# Mitered Desk top



## cibula11 (Feb 14, 2008)

Would it be better to miter each board and then glue up panels or glue panels then cut the miter. Im creating an L shaped top


----------



## Jr.Woodchuck (Nov 9, 2010)

I think we need a little more information. What part of the board are you mitering.


----------



## Brink (Nov 22, 2010)

I'd glue the panels, then cut the miter. It would make a straighter line than trying to keep the boards aligned during the clamping process.


----------



## firemedic (Dec 26, 2010)

Brink said:


> I'd glue the panels, then cut the miter. It would make a straighter line than trying to keep the boards aligned during the clamping process.


+1

~tom ...it's better to remain silent and be thought a fool than to open one's mouth and remove all doubt...


----------



## cibula11 (Feb 14, 2008)

I'm using old reclaimed pine boards. I want an 18" deep desk top. I've ripped the boardsdown to 6" so I'll be using three of them. The "L" has got me wonderin because I was originally going to extend one side all the way thru and butt the other top to it, but I think mitering it might look better. The boards aren't all exact sizes and I want it rustic looking anyway. I also want it to be sturdy.


----------



## Brink (Nov 22, 2010)

I'd also suggest using a spline on the mitered joint for strength.


----------



## cabinetman (Jul 5, 2007)

Brink said:


> I'd also suggest using a spline on the mitered joint for strength.

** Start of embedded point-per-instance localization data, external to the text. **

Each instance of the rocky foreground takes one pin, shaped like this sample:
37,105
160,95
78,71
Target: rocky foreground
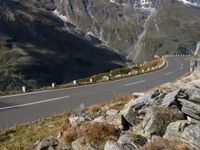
167,117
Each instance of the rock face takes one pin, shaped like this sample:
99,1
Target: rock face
125,24
157,119
48,143
36,45
185,131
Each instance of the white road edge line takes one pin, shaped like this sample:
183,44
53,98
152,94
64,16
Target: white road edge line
142,81
34,103
70,88
168,73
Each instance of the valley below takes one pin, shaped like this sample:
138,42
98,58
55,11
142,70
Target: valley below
58,41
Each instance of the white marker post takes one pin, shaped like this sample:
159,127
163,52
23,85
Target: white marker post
53,85
23,89
74,82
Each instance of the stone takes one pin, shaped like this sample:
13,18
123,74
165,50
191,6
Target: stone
47,143
74,120
174,130
137,141
112,145
78,144
112,112
183,130
157,119
99,119
169,99
89,147
189,108
193,95
192,134
137,94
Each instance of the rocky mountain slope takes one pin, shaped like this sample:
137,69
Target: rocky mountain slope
44,41
167,117
37,49
137,29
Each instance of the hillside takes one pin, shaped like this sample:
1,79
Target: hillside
36,49
166,117
47,41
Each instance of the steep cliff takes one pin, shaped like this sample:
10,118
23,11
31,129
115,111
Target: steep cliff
36,49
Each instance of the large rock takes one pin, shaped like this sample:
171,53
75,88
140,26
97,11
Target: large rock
183,130
189,108
126,142
47,143
78,144
169,99
137,141
112,145
157,119
175,129
193,95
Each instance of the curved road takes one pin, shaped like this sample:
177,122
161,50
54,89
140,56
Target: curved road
26,107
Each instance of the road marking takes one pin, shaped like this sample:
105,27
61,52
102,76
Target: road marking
71,88
168,73
34,103
135,83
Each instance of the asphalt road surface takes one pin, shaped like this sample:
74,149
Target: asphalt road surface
21,108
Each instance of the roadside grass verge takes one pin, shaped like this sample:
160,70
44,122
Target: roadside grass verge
25,135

+1. Glue up, then miter. Having a scab support board would also be supportive. If the joint was supported by a base cabinet...even better.












 







.


----------



## firemedic (Dec 26, 2010)

If your under lumber constraints you can do two separate glue-ups with a staggered edge.

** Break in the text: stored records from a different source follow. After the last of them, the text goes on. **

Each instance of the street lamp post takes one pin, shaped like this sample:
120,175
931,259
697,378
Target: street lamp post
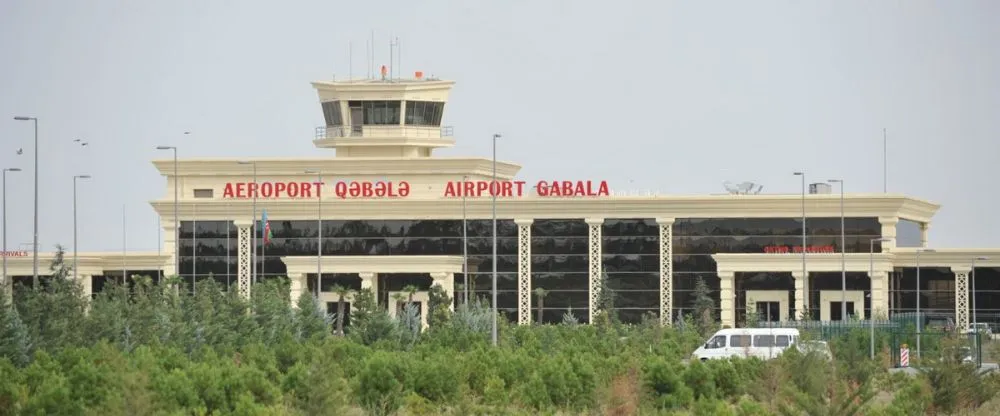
972,276
920,319
494,193
805,276
843,254
34,278
319,230
465,246
253,224
871,272
5,170
177,224
75,249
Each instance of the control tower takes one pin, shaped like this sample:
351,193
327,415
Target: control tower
384,117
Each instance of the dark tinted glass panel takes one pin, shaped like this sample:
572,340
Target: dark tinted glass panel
332,113
908,233
424,113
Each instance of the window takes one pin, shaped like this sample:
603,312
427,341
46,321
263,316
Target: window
332,113
424,113
781,341
739,341
378,112
716,342
763,341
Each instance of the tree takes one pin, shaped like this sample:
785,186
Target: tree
341,292
540,300
704,307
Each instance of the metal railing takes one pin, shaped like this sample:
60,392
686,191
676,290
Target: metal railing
391,130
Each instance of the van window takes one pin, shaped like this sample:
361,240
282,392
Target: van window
739,341
763,340
717,341
781,341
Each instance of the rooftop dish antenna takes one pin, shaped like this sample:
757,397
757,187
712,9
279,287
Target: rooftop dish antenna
742,188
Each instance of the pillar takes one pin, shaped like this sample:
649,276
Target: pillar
244,260
880,294
369,281
523,270
961,296
888,232
298,285
447,282
801,294
727,298
666,270
594,274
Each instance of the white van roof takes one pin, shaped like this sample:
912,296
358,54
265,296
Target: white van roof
758,331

~tom ...it's better to remain silent and be thought a fool than to open one's mouth and remove all doubt...


----------



## cibula11 (Feb 14, 2008)

Thanks for the help. I'm thinking of using a board underneath connecting the two pieces or a metal fastener. The only thing that has me worried is how i can get a good miter. The boards are very rough and uneven and so I'd probably have to miter by marking a 45 and using a circular saw to make the cut. 

The corner of the "L" would be floating (no support by a cabinet).....any ways to best support it? I already plan on using a cleat along the back wall. 

Could I run a piece of wood underneath and diagonally across the two tops, behind the apron of the desk?


----------